Sunday, February 28, 2010

Roller Derby Queen



The family story goes that when I was born my dad said I would be a roller derby queen. He also wanted to name me Zwingliana if I was a girl and Heinrich if I was a boy. (He was working on his PhD in Swiss Reformation History, though how that relates to roller derby, I'm not sure...) It always seemed like an eccentric early-70's reference until the recent surge of roller derby popularity that has swept the nation. Considering I was an active member of the drag king community at the turn of the century and the burlesque movement in early Decade One, it would have been a logical successive turn, had I only been a bit younger.

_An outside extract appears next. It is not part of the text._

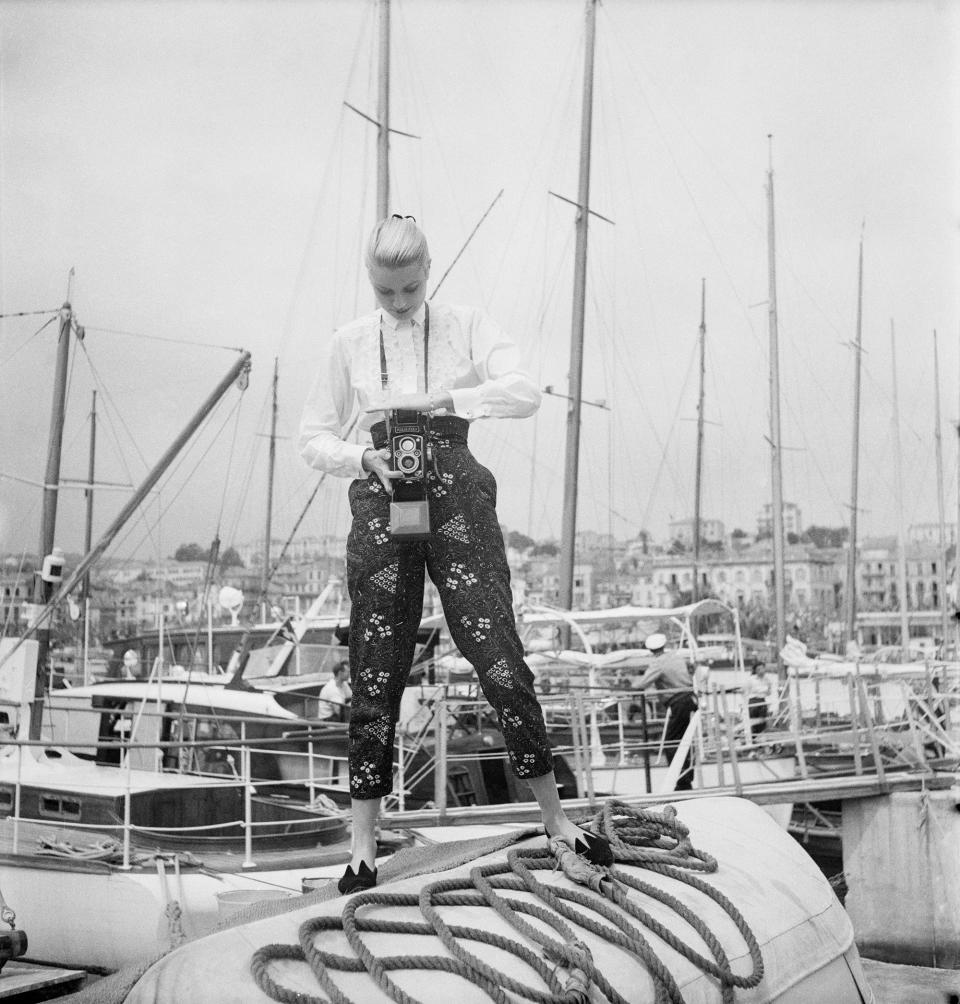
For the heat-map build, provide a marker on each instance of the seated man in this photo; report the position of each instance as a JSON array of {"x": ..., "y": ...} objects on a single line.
[{"x": 335, "y": 695}]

Drew Barrymore, however, is about my age and is undaunted by fears of being too old or seeming too trendy to make a movie about the Austin roller derby scene and she plunges right into this subculture in her debut feature Whip It. I'm truly glad to see her taking the creative helm in her own project, and it's decent entertainment. I never once thought, "when is this going to be over" or "wow, this is really crap." It isn't a work of genius either, but as Barrymore herself has attested, this is just a first attempt at directing, only the beginning.

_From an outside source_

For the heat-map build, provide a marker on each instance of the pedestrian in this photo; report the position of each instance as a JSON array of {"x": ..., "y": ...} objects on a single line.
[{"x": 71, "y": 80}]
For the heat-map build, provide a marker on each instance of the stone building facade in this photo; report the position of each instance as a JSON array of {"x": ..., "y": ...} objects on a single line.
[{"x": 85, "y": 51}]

I appreciated Whip It's depiction of perpetual teenager Ellen Page's Bliss Cavendar and her desire to break away from the beauty pageants her mom has subjected her to for years. She's freakier than that and she's smart and she's stuck in a small town. She needs an outlet and finds her answer when she joins the Hurl Scouts and adopts the moniker Babe Ruthless. It's a relief to see a teenage girl like this, someone I can relate to, someone who was more like me as a high-schooler. I imagine that's true for a lot of us.